Whole-genome sequencing.
High-quality genomic DNA of the strains CEN.PK102-12A and IMX372 (MG) was obtained using the Qiagen 100/G kit (Qiagen, Hilden, Germany) following the manufacturer's recommendations. Libraries of 300-bp inserts were constructed and paired end sequenced (100-bp reads) using an illlumina HiSeq 2500 sequencer (Baseclear BV, Leiden, The Netherlands). A minimum data quantity of 950 Mb was generated, representing a minimum 80-fold coverage. The sequence reads were mapped onto CEN.PK113-7D genome (42) using the Burrows-Wheeler Alignment tool BWA and further processed using SAMtools (69, 70). Single-nucleotide variations were extracted from the mapping using SAMtools' varFilter. Default settings were used, except that the maximum read depth was set to 400× (−D400). To minimize false-positive mutation calls, custom Perl scripts were used for further mutation filtering as follows: (i) mutation calls containing ambiguous bases in mapping consensus were filtered out, (ii) only the single-nucleotide variations with a quality of at least 20 were kept (with variant quality defined as the Phred-scaled probability that the mutation call is incorrect [72, 73]), (iii) mutations with a depth of coverage below 10× were discarded, and (iv) the mutations found in CEN.PK102-12A were subtracted from the list sequence. Eventually, the single-nucleotide variations were physically positioned and functionally annotated according to the CEN.PK113-7D sequence annotation.

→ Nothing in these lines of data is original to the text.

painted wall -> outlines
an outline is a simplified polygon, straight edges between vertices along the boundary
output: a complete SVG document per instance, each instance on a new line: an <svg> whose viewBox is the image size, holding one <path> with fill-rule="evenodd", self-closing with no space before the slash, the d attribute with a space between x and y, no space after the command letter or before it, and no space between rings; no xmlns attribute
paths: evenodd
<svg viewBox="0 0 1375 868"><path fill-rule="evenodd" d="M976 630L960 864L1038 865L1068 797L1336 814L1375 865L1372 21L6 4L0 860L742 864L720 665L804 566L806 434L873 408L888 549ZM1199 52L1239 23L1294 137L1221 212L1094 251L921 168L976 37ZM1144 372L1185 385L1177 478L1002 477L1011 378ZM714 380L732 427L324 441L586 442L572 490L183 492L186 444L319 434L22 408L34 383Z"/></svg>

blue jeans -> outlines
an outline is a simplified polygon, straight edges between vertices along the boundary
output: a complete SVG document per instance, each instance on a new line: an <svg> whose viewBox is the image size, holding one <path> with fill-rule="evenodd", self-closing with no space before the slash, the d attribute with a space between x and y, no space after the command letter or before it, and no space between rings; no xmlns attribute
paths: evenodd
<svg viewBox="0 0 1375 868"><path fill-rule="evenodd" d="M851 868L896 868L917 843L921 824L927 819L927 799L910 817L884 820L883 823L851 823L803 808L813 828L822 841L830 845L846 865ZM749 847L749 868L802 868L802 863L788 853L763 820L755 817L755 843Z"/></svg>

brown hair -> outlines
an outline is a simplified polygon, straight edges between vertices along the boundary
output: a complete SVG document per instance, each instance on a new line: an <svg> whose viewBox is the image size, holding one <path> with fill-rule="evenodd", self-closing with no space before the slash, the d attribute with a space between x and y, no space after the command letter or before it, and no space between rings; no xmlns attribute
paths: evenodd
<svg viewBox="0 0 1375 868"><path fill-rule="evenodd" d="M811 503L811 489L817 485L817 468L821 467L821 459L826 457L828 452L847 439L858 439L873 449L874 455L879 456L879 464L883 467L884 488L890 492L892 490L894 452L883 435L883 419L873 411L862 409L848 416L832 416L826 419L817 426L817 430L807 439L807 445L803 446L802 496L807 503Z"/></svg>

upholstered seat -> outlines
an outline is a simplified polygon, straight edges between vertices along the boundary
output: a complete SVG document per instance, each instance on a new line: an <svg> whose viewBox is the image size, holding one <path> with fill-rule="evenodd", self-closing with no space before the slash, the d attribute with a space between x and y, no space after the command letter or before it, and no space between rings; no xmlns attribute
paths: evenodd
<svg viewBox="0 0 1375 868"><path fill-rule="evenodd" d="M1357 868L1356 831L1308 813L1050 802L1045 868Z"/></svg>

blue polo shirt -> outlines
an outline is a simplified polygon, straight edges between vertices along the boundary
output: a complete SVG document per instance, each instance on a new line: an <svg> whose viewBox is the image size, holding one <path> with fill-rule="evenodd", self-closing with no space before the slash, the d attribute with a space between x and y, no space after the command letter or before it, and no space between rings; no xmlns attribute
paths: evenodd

Microarray data accession number.
The RNA-seq data generated in this study have been submitted to the Genome Expression Omnibus database and assigned accession no. GSE63884. The sequence data generated in this study are searchable at NCBI–Entrez (http://www.ncbi.nlm.nih.gov/) under Bioproject PRJNA269221.
RESULTSFrom 27 to 14 glycolytic genes: minimal yeast glycolysis.
To enable construction of a “minimal glycolysis” (MG) yeast strain, the first goal was to identify the major paralogs that should be retained in the final strain design. This assessment was based on information from the literature on phenotypes of relevant deletion mutants and on nonglycolytic roles (“moonlighting functions”) (74) of glycolytic isoenzymes. Furthermore, a compendium of S. cerevisiae transcriptome data obtained under a wide range of controlled cultivation conditions (75) was used to compare expression profiles of glycolytic paralogs. Major paralogs were elected based on the following, nonexclusive criteria (Fig. 1; see Fig. S1 in the supplemental material): (i) the highest transcript level over a range of growth conditions, (ii) the most extensive loss of enzyme activity in cell extracts upon deletion, (iii) moonlighting functions with a strong impact on specific growth rate or robustness (HXK2, ENO1, and ENO2) (76, 77), and (iv) the strongest decrease in specific growth rate upon deletion.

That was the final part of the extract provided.